The Great Transition by Nick Fuller Googins

“This is easily one of the best and most important novels of the year. This debut novel shines with morally complex—but ultimately hopeful—examinations of humanity, environmentalism, capitalism, family and much more. Not only is this a smart and profound novel, but it’s quite the page turner as well.”

—Cameron Vanderwerf, Brookline Booksmith in Brookline, Massachusetts

Terrace Story by Hilary Leichter

“Rarely do I have visceral reactions to books: no passage has ever made me weep or gasp. (Yes, books have made me laugh, but we’re not counting laughter here.) Early on in Hilary Leichter’s second novel, though, when The Bad Thing in the plot happens, I jolted up from my seat, and my hand reflexively covered my mouth in incredulity. Even though, back in 2020, I’d read an excerpt that was published in Harpers and knew what was coming, the force of it still hit me like a shock. It takes immense skill to do that, and the rest was, as you can imagine, some of the most skillful writing I’ve read all year. So, I say to you, without reservation: Terrace Story is a perfect book. Best read on a terrace, of course, but must be read wherever you can and as soon as you can.” 

—Joe, P&T Knitwear in New York, New York

Touched by Walter Mosley

“An explosive, alternative science fiction novel that highlights the blurred lines between humanity and technology. The dialogue-heavy prose makes this a propulsive read that combines elements of classic L.A. noir with modern fantasy in a wonderful way. This novel is excitement at a higher level.”

—Stuart McCommon, Interabang Books in Dallas, Texas

Candelaria by Melissa Lozada-Oliva

“It gave me Jennifer’s Body meets Sisterhood of the Traveling Pants 2 (the movie) meets the Zombie Apocalypse meets my insane video chat with my cousins where everyone is talking over each other but we are all still listening to each other.”

—Rosa Hernandez, Third Place Books in Lake Forest Park, Washington 

We’re Safe When We’re Alone by Nghiem Tran

“A boy and his father inhabit a surreal, ghostly world in this unsettling novella. Son lives inside a mansion and becomes concerned with his Father’s newfound appreciation and love for the ghosts who inhabit the world, whom Son has always been taught to fear and distrust. At once a coming of age story, an exploration of grief, and a meditation on isolation and othering, We’re Safe When We’re Alone is a beautiful and haunting short work perfect for the shortening, moody days of fall.” 

—Annie Metcalf, Magers & Quinn in Minneapolis, Minnesota 

The Vaster Wilds by Lauren Groff

“A young woman, the servant and nanny of a preacher’s family, escapes their famine-ravaged outpost in precolonial America, and strikes out for the wilderness in hopes of finding help and salvation in a French camp in the North.

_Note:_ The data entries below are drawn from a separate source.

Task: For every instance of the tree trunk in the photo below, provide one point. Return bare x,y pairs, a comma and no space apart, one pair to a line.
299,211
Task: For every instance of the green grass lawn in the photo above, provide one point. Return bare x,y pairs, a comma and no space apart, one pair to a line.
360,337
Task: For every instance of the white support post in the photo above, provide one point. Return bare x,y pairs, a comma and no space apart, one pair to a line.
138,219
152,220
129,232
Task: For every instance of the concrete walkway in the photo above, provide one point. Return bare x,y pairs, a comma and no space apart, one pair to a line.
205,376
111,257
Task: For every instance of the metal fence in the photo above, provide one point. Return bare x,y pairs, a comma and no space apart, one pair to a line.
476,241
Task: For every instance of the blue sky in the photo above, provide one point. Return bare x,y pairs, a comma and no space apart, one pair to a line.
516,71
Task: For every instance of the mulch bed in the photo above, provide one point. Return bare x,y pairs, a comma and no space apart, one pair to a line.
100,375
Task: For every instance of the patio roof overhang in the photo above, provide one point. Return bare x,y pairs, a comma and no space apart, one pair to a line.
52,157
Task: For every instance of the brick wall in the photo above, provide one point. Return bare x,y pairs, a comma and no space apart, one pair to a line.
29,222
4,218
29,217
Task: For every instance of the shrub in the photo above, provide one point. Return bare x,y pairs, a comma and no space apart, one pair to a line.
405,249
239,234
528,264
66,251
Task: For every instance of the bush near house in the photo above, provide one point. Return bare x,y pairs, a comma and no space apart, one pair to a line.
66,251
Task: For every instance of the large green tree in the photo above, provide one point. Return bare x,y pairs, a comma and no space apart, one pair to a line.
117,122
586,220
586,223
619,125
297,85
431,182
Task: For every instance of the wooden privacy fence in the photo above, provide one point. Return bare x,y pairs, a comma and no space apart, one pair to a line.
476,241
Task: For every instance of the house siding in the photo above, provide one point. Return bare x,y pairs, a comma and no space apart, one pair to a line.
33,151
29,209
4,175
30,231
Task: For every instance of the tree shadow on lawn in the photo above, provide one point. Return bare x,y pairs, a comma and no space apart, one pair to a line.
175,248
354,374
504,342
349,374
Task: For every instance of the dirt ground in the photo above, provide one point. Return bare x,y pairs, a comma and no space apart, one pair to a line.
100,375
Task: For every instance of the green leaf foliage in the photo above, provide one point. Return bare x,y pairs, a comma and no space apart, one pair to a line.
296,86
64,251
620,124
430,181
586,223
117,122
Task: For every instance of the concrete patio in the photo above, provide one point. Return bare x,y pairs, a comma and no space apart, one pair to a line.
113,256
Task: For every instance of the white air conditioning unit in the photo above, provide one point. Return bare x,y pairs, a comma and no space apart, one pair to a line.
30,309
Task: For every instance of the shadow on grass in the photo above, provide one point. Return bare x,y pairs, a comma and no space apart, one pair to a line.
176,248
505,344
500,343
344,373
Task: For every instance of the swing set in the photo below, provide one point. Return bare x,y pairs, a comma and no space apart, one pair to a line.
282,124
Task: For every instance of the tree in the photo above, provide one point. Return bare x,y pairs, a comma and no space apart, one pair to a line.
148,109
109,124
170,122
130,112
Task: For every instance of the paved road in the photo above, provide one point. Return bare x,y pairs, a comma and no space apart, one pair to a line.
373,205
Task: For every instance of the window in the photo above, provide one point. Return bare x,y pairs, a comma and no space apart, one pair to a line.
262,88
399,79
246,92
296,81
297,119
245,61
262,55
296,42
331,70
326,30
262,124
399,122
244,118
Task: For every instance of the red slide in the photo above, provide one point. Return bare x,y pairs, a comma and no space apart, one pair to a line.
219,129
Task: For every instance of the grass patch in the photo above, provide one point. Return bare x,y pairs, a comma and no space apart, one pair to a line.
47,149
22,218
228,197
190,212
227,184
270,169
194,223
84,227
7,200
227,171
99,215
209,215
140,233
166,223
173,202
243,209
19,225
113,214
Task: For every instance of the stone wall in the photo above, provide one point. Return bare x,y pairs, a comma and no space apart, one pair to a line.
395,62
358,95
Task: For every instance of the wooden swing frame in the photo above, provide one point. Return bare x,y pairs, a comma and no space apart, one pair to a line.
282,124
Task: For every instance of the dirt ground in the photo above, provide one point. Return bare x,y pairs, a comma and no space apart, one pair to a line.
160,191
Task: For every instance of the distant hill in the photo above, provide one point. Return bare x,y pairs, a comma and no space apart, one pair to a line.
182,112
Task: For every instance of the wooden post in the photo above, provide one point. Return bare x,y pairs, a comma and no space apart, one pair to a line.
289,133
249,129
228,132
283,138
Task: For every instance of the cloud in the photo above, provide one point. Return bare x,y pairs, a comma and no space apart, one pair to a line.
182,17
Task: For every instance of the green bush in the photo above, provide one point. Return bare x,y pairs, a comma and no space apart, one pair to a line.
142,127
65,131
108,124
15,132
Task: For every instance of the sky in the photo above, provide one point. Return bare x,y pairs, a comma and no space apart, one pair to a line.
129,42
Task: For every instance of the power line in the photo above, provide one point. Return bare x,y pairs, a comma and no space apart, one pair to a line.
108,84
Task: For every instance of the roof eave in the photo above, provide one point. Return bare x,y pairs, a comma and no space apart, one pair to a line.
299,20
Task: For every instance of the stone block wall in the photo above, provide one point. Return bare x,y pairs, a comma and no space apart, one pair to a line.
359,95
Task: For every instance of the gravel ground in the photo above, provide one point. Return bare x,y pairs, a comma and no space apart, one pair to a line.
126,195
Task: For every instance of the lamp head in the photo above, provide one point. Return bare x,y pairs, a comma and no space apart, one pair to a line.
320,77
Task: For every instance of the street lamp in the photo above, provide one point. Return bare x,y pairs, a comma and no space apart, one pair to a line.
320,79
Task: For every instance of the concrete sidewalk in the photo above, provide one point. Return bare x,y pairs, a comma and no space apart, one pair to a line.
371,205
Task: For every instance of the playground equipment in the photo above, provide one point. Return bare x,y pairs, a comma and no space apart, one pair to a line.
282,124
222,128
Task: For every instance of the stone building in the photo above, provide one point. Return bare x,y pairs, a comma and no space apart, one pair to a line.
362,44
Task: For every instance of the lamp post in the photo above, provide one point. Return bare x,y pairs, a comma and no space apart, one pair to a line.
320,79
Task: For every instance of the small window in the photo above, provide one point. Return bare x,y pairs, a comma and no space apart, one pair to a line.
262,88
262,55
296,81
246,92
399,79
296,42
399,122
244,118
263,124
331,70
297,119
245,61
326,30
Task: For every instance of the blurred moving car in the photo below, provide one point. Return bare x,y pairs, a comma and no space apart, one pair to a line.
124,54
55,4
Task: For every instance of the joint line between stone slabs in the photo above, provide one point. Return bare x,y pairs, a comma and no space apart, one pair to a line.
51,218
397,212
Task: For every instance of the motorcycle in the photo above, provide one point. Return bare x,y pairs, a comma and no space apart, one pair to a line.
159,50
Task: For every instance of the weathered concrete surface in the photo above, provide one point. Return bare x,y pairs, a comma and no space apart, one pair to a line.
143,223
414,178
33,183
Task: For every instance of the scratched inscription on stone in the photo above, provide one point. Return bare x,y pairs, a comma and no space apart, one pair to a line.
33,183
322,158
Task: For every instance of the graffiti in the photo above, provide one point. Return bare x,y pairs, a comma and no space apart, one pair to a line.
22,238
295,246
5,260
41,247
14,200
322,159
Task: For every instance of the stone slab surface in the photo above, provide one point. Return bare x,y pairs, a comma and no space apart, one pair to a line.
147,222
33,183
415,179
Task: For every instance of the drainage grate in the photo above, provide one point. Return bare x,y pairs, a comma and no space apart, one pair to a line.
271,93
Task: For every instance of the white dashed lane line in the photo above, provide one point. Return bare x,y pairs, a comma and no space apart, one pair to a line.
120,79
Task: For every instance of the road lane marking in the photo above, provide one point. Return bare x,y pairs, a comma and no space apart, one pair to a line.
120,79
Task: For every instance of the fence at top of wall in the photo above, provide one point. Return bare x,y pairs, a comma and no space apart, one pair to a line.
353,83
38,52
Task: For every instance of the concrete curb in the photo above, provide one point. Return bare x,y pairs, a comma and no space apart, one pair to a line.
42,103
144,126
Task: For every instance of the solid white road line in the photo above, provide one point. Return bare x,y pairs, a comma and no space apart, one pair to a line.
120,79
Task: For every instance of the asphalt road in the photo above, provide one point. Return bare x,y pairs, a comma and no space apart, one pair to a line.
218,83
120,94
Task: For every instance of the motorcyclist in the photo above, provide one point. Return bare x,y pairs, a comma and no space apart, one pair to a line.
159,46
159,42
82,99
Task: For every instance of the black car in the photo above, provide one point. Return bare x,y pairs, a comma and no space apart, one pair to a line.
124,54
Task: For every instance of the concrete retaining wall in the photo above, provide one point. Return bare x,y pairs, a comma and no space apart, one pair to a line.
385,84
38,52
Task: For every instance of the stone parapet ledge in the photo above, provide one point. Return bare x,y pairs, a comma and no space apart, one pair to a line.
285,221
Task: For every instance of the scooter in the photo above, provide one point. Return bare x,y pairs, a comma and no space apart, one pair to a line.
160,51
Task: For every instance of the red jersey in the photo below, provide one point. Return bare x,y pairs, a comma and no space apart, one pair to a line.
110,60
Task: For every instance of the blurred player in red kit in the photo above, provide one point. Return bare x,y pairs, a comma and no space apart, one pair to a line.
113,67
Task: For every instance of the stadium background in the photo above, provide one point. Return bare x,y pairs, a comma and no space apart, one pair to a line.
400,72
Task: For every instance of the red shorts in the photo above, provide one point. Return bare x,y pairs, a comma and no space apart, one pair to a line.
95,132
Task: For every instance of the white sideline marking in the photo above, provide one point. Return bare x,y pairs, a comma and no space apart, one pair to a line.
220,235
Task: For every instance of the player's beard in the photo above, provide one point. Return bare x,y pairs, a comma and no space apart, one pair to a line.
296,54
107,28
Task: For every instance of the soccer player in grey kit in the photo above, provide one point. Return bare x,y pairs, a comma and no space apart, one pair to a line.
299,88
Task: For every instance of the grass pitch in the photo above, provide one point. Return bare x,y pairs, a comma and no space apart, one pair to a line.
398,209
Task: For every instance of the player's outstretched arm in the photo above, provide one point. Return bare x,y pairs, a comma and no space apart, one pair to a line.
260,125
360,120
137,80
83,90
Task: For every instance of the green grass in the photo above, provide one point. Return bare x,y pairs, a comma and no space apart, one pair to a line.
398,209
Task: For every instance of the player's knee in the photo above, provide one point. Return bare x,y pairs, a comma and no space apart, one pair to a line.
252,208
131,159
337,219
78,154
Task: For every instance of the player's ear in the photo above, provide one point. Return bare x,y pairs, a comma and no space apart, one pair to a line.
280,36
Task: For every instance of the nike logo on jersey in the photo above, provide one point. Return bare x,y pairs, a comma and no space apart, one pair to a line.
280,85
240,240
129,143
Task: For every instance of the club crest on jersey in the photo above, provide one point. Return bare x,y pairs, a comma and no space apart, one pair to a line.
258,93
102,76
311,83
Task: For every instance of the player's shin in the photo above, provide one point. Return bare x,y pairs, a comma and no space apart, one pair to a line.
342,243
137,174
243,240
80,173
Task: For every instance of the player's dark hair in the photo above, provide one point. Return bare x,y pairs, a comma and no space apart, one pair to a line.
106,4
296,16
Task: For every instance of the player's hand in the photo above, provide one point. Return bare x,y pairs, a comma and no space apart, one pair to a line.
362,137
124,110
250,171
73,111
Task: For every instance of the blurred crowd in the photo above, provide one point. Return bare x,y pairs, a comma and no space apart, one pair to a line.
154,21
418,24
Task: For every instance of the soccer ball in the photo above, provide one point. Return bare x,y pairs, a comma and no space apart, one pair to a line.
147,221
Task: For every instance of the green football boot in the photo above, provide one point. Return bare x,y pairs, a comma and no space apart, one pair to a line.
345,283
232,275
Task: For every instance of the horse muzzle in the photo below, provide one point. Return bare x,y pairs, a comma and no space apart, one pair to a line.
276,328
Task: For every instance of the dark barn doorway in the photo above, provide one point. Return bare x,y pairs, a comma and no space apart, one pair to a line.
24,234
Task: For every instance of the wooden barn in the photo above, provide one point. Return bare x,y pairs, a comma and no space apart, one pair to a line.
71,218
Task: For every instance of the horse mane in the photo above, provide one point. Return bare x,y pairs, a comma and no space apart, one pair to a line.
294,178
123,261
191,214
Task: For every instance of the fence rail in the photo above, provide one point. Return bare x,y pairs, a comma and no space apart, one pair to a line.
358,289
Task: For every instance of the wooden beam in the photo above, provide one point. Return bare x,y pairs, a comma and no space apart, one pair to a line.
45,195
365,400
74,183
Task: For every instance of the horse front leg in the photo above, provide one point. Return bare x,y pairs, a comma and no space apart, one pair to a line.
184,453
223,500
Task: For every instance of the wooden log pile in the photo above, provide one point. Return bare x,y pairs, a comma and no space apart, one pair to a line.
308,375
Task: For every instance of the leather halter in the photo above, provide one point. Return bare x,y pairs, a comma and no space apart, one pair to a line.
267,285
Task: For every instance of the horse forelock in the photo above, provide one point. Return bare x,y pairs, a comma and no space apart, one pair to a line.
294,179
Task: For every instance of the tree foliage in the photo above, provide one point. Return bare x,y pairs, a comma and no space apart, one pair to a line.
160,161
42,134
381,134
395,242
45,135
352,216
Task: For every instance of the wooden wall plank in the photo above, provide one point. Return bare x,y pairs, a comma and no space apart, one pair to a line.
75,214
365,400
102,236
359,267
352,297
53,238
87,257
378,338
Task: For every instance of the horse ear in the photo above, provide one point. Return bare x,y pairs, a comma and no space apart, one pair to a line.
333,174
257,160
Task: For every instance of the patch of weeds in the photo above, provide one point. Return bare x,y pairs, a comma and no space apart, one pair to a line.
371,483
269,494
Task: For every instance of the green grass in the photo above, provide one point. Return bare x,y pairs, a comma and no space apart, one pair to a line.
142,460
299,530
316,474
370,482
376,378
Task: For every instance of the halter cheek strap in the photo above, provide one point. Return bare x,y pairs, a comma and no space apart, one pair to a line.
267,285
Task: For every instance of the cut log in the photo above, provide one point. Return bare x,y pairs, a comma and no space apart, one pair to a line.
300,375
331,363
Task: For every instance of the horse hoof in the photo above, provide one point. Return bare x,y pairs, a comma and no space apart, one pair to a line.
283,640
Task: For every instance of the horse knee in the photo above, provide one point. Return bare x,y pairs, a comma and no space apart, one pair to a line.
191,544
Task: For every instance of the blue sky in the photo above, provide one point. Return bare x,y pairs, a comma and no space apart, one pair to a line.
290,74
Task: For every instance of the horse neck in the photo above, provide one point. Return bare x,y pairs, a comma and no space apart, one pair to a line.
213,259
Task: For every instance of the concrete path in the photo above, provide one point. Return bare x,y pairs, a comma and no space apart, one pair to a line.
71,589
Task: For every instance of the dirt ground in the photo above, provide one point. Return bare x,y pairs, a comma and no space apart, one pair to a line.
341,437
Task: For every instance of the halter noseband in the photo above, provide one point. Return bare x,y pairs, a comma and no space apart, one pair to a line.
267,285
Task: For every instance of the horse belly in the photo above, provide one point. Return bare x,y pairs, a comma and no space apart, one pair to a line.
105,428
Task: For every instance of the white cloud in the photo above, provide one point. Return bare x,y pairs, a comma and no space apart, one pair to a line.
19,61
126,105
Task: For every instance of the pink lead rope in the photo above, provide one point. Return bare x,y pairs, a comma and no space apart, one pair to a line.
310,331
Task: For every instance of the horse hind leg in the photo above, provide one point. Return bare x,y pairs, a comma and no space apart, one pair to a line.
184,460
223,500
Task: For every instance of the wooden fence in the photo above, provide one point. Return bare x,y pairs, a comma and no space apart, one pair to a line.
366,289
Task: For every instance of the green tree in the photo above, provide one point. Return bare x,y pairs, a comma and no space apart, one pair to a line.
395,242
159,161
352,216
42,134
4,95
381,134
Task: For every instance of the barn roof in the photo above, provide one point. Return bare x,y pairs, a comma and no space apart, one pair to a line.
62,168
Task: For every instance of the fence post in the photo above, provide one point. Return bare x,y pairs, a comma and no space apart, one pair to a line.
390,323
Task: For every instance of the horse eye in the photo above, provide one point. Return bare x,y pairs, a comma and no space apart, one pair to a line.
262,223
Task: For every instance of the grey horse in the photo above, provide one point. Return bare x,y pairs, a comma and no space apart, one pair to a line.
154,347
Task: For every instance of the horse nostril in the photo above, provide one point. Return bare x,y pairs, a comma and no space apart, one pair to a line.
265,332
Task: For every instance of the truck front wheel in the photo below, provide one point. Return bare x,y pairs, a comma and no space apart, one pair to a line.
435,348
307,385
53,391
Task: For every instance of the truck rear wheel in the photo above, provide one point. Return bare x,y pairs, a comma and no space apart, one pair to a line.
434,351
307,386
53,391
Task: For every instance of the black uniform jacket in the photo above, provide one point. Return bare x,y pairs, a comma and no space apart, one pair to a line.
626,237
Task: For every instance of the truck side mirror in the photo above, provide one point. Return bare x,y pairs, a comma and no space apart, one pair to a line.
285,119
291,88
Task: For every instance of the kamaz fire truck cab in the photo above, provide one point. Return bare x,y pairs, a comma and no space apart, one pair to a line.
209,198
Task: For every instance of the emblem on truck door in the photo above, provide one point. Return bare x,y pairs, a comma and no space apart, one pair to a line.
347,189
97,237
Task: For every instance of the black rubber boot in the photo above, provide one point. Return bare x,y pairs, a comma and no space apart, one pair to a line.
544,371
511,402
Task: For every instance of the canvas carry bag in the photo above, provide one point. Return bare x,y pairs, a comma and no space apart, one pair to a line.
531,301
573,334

In her sojourn she communes with Nature and God, and comes to realize, as she contemplates her years of loneliness and hardship, that she is in fact her own world. As Groff was able to do in Matrix, she gives us strong female characters who are spiritual, earthy, and brave and reveals their stories in nearly poetic language.”

—Brian Weiskopf, Interabang Books in Dallas, Texas.

Black Sheep by Rachel Harrison

“Rachel Harrison does it again with masterful characters in disturbing, ominous situations in this sinister, contemplative novel. Black Sheep is a hard-hitting story of a dysfunctional family and religious trauma, completely subverting your expectations in the most thrilling way. This is a perfect, cult-ish introduction to the horror genre, or something that can be analyzed and enjoyed by seasoned horror fans. Plus, it’s a great read for the cooler seasons!”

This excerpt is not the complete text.